Theresa Altieri Taplin ’12 MA began her professional career as the Archivist and Collections Manager at The Union League Legacy Foundation in Philadelphia. In this role she oversaw collections of art, archives, manuscripts and artifacts related to the United States Civil War and The Union League of Philadelphia. In 2019, she became the Registrar at the National Constitution Center, and now works with museums, archives and historical associations across the country to display historic artifacts in the NCC’s various exhibitions. She currently lives with her husband Steve, her son Walter, her dog Pickles and fish Paul.
Graduate Student News
Kimberly Webb ’21 MA published, “Mothers, Children, and Servants: Gender, Social Power, and Domestic Service in Trecento and Quattrocento Tuscany,” in the 2020 online edition of Concepts.
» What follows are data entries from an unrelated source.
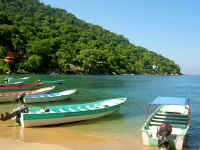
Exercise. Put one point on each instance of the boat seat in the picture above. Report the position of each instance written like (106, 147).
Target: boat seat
(173, 125)
(171, 114)
(90, 108)
(169, 117)
(72, 110)
(170, 121)
(61, 110)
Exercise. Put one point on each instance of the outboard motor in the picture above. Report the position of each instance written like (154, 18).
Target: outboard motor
(16, 112)
(163, 134)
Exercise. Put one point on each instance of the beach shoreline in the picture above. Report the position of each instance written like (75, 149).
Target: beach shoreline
(59, 138)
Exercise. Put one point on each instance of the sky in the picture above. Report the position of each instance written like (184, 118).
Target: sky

Thomas Harvell-DeGolier ’21 MA was the runner-up for two prizes at the University of Alabama’s Graduate History Association Conference on Power and Struggle in 2020. His paper, “From Guajira to Florida: International Narcotics Trafficking, the Cold War, and US-Colombian Relations during the 1970s," was the runner up for the Best Paper Overall and runner up for the Best Paper by a member of Phi Alpha Theta. Thomas’ accomplishment is especially impressive given that the University of Alabama is a PhD granting institution and the winners in both prize categories were doctoral students.

Kyle Scripko ’21 MA won the award for the best graduate student paper at the annual Phi Alpha Theta Regional Conference in March 2020. His paper was entitled, “Burning with the Fire of Martyrdom: Christian Identity and the Martyrs of Córdoba.” Kyle also published his paper in the 2020 online edition of CONCEPT.